The listAvailableVoices method fetches the full list of neural voices available in the configured Azure region via GET /cognitiveservices/voices/list. Results are mapped to the normalized SpeechVoice shape.

Example

const provider = new AzureSpeechTTSProvider({
key: process.env.AZURE_SPEECH_KEY!,
region: 'eastus',
defaultVoice: 'en-US-GuyNeural',
});
const result = await provider.synthesize('Hello world');
// result.audioBuffer contains MP3 bytes
// result.mimeType === 'audio/mpeg'

Implements

Constructors

Methods

  • Synthesizes speech from plain text using the Azure TTS REST endpoint.

    The text is wrapped in SSML, sent to Azure, and the response audio buffer (MP3 format) is returned along with metadata.

    Parameters

    • text: string

      The plain-text utterance to convert to audio. XML special characters are automatically escaped.
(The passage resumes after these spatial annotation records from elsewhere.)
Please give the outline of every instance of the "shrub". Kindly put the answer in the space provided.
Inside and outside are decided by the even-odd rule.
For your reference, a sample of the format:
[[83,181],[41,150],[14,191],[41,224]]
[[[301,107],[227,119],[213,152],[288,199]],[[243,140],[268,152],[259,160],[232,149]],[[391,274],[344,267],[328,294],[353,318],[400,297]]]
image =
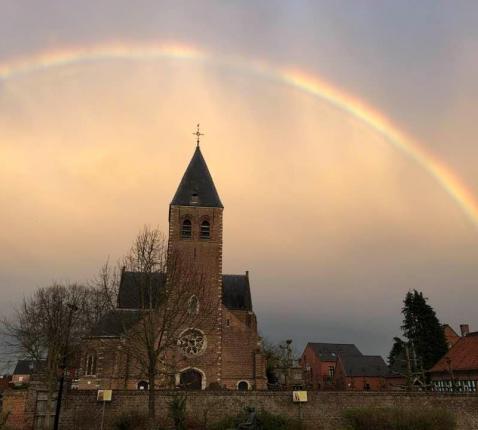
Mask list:
[[148,419],[138,412],[125,412],[113,422],[114,430],[144,430],[147,428]]
[[456,420],[444,409],[354,408],[344,413],[346,430],[454,430]]
[[169,416],[176,430],[186,430],[186,397],[174,396],[169,402]]
[[[213,424],[210,430],[234,430],[240,423],[246,422],[249,412],[246,410],[235,417],[226,417]],[[259,410],[257,412],[257,421],[261,430],[300,430],[301,423],[298,420],[286,417],[284,415],[272,414],[268,411]]]

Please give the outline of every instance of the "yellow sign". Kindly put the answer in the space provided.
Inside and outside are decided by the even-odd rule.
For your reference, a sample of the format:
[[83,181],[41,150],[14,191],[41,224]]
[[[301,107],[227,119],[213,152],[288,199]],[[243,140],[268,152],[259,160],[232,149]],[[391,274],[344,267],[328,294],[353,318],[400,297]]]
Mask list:
[[293,391],[292,401],[294,403],[304,403],[307,401],[307,391]]
[[96,400],[99,402],[111,402],[113,397],[113,390],[98,390]]

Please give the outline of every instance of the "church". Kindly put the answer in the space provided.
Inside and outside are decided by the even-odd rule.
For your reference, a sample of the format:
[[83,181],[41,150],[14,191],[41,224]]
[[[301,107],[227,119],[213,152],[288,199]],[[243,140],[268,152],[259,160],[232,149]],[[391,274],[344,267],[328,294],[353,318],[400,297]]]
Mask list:
[[[158,389],[267,389],[265,357],[252,308],[249,273],[222,273],[223,211],[219,194],[198,142],[169,205],[168,252],[179,250],[206,271],[207,297],[217,298],[207,330],[184,327],[173,351],[180,365]],[[167,275],[155,274],[160,285]],[[81,345],[76,387],[79,389],[148,388],[146,375],[130,363],[124,342],[141,319],[139,272],[123,270],[117,307],[106,314]],[[174,288],[174,286],[173,286]],[[125,323],[126,322],[126,323]],[[135,370],[136,369],[136,370]]]

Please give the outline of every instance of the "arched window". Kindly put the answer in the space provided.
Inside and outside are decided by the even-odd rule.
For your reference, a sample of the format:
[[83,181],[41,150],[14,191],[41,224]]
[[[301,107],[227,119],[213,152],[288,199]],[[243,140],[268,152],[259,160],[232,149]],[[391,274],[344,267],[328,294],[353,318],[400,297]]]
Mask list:
[[146,381],[138,382],[138,390],[146,391],[149,388],[149,384]]
[[199,299],[195,295],[189,298],[188,313],[190,315],[197,315],[199,313]]
[[94,352],[86,354],[85,376],[96,375],[96,354]]
[[249,383],[247,381],[240,381],[237,384],[237,389],[239,391],[247,391],[249,389]]
[[193,226],[191,224],[191,220],[185,219],[181,226],[181,237],[183,239],[190,239],[193,232]]
[[209,239],[211,237],[211,225],[209,221],[203,221],[201,223],[201,232],[199,237],[201,239]]

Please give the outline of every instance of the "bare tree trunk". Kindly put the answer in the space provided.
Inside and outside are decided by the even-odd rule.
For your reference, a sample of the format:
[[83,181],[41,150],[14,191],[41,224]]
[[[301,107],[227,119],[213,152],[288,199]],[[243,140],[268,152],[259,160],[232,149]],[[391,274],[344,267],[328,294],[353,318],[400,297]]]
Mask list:
[[149,369],[148,371],[148,383],[149,383],[149,389],[148,389],[148,425],[149,425],[149,430],[154,430],[155,429],[155,424],[156,424],[156,392],[154,390],[154,379],[155,379],[155,371],[154,369]]

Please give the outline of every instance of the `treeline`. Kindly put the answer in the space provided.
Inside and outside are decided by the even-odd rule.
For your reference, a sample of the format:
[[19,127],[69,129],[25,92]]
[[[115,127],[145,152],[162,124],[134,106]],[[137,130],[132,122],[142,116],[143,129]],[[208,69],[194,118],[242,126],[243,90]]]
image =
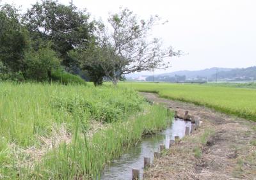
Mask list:
[[163,59],[180,51],[162,50],[158,39],[148,40],[160,20],[138,20],[122,9],[105,26],[57,1],[37,2],[22,14],[13,5],[0,4],[0,79],[83,83],[83,77],[95,85],[104,78],[116,84],[124,74],[166,66]]

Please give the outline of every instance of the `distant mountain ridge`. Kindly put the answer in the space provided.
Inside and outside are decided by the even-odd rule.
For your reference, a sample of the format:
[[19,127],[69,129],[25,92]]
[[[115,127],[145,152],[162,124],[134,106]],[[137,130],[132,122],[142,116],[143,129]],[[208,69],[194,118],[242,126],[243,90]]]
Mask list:
[[217,71],[228,71],[234,70],[234,68],[211,68],[204,69],[202,70],[197,71],[179,71],[172,73],[166,73],[155,75],[155,77],[161,77],[161,76],[170,76],[173,77],[175,75],[183,76],[185,75],[187,79],[195,79],[198,77],[205,77],[208,78],[211,78],[213,74],[216,74]]
[[[154,80],[153,80],[154,78]],[[256,66],[246,68],[225,68],[214,67],[196,71],[178,71],[152,75],[135,73],[127,79],[147,81],[215,81],[256,80]]]

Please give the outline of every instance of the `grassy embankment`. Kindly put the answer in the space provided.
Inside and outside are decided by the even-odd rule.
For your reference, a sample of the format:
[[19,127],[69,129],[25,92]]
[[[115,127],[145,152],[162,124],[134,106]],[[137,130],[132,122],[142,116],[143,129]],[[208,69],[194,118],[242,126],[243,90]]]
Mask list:
[[124,88],[0,86],[0,179],[99,177],[143,134],[170,122],[166,109]]
[[256,121],[256,91],[198,84],[123,82],[120,86],[158,93],[161,97],[205,105]]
    • options: SpeechSynthesisOptions = {}

      Optional synthesis settings. Use options.voice to override the default voice with any valid Azure voice short-name.

    Returns Promise<SpeechSynthesisResult>

    A promise resolving to the MP3 audio buffer and metadata.

    Throws

    When the Azure API returns a non-2xx status code. Common causes: invalid subscription key (401), region mismatch (404), invalid SSML (400), or quota exceeded (429).

    Example

    const result = await provider.synthesize('Guten Tag!', {
    voice: 'de-DE-ConradNeural',
    });
    fs.writeFileSync('output.mp3', result.audioBuffer);
  • Retrieves the list of available neural voices from the Azure region.

    Fetches from GET /cognitiveservices/voices/list and maps each entry to the normalized SpeechVoice shape. The list includes all neural and standard voices available in the configured region.

    Returns Promise<SpeechVoice[]>

    A promise resolving to an array of normalized voice entries.

    Throws

    When the Azure API returns a non-2xx status code (e.g. invalid key, network error).

    Example

    const voices = await provider.listAvailableVoices();
    const englishVoices = voices.filter(v => v.lang.startsWith('en-'));
    console.log(`Found ${englishVoices.length} English voices`);

Properties

id: "azure-speech-tts" = 'azure-speech-tts'

Unique provider identifier used for registration and resolution.

displayName: "Azure Speech (TTS)" = 'Azure Speech (TTS)'

Human-readable display name for UI and logging.

supportsStreaming: true = true

Marked as streaming-capable because the provider can be used within a streaming pipeline — though the actual HTTP request is a single synchronous call that returns the complete audio buffer.